Improving import notation for very large and subdivided projects

I'm posting this in Development > Compiler instead of Evolution > Pitches because I'm not sure what shape the feature I want should take—I have a few competing ideas, so I want to have a more focused implementation discussion because I don't yet have a specific concrete feature that could be pitched.

Motivation

Our use of Bazel encourages projects to be split up into many fine-grained modules instead of larger omnibus modules (not just for Swift, but historically for Objective-C dependencies as well). It's not uncommon for a single Swift source file to contain tens of import statements. Since we have a monorepo, we autogenerate module names by transforming the build system's target label into a module name. So for example,

# some/project/BUILD
swift_library(
  name = "my_library",
)

This target is referred to in Bazel as //some/project:my_library, and we give it the Swift module name some_project_my_library. This has two advantages: (1) users don't have to contrive module names for their many Swift/Obj-C targets, and (2) it avoids collisions between targets in the same dependency graph.
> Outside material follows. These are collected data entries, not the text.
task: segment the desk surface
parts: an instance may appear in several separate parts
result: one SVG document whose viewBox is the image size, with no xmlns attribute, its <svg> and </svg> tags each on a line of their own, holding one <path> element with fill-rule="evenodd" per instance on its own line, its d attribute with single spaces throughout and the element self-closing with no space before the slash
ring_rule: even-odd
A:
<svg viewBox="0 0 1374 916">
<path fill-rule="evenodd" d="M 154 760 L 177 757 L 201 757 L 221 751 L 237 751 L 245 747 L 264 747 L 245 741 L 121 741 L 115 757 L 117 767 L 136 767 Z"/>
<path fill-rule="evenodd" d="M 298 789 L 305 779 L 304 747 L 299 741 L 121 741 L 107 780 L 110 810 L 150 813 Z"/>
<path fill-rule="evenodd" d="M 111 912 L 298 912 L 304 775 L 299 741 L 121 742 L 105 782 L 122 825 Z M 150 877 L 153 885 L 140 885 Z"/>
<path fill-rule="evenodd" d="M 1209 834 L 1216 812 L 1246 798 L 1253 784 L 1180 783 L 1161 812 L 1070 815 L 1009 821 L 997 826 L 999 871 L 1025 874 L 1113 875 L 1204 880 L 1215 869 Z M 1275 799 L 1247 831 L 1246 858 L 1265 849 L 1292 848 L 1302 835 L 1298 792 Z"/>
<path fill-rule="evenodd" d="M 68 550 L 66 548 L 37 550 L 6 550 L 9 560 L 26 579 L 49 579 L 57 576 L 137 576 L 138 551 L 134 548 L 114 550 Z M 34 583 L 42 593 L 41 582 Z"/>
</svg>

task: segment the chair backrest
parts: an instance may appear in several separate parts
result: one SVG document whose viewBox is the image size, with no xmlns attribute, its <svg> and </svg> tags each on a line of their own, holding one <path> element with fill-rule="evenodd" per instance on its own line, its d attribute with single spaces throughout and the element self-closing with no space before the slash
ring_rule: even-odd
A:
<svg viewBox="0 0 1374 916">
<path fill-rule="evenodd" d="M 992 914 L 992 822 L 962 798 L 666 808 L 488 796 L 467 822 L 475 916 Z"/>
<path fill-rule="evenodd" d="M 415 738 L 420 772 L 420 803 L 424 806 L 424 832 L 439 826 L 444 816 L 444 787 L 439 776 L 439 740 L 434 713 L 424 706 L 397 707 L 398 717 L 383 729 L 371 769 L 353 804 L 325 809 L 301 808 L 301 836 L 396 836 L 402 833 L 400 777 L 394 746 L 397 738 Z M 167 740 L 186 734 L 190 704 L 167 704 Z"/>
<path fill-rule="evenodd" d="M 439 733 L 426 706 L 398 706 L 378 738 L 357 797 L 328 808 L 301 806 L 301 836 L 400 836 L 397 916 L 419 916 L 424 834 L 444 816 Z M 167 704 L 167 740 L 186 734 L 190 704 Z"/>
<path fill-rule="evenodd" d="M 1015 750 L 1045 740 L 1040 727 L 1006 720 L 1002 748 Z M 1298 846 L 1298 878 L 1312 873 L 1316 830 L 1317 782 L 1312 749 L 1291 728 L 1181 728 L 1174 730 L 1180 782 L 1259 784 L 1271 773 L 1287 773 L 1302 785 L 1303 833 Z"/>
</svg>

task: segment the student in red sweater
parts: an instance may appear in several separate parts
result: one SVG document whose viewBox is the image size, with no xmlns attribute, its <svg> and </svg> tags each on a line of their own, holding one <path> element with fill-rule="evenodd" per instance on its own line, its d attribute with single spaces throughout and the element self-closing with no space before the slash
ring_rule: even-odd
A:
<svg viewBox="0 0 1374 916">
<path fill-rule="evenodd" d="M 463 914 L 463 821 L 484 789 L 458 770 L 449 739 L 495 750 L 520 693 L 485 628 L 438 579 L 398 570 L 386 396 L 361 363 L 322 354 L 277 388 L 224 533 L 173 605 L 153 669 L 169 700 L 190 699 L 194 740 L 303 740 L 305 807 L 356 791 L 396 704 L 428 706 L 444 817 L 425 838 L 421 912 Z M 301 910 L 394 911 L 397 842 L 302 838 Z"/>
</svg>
We also have additional tooling that tries to automatically maintain BUILD files, using source files as the source-of-truth. So if someone writes this:

import some_shared_library
import another_shared_library

We can keep the BUILD file automatically in sync:

# some/project/BUILD
swift_library(
  name = "my_library",
  deps = [
    "//another/shared:library",
    "//some/shared:library",
  ],
)

The problem here is that this means the "ugly" derived names are what users have to internalize and write, rather than the target labels that naturally fall out from the project's directory structure. I want to invert this because it would yield a much better developer experience.

Ideas I've Considered

1. Allow macros to expand to import declarations

#bazelImport("//some/project:my_library")
// expands to: import some_project_my_library

In this case, the macro would implement the same module name derivation logic as the build system (or, in a future where a macro could read an input file, we could have the build system provide the mapping that way).
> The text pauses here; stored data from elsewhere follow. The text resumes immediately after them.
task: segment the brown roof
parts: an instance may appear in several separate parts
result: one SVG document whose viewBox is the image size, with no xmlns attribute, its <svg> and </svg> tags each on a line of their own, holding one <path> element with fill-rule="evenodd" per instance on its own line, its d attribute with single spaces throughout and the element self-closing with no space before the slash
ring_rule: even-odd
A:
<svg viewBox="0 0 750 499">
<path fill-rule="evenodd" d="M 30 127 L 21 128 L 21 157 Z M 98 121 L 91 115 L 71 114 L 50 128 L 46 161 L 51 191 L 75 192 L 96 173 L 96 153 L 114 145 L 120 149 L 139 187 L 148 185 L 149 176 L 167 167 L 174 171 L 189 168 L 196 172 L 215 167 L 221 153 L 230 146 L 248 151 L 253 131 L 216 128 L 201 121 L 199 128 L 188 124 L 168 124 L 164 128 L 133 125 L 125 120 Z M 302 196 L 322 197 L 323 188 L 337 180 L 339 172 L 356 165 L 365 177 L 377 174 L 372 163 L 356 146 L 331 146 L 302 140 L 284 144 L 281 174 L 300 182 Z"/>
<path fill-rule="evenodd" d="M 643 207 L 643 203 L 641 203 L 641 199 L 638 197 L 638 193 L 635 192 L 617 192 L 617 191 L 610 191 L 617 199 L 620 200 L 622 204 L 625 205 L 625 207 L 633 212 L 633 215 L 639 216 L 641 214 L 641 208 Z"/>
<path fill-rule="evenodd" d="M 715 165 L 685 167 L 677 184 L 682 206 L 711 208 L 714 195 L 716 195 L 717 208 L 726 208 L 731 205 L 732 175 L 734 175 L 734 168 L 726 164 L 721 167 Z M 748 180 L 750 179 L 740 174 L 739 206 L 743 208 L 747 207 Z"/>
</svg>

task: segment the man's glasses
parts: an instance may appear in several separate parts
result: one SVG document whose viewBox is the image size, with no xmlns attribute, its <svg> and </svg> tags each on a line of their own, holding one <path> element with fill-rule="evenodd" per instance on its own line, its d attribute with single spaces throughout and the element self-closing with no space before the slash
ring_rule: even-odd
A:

I hacked up the compiler to allow this, but found that my import was never actually resolved. That makes sense; the compiler has to resolve imports first to know which macros are available, and even if I generate an import declaration from a macro, there's no opportunity to resolve it later. I don't know if this is feasible without opening a can of worms—you could have a macro that introduced imports that introduced new macros, which you'd expect to be expanded, but then those could introduce their own imports, ad nauseam.

2. Introduce a new notion of "module origins"

import from "//some/project:my_library"

My idea here was that we could provide a mapping (probably in the -explicit-module-map-file JSON manifest) from opaque "origin identifiers" to module names and allow the import declaration to be written in terms of that origin. In Bazel, we would just use the target label as the identifier.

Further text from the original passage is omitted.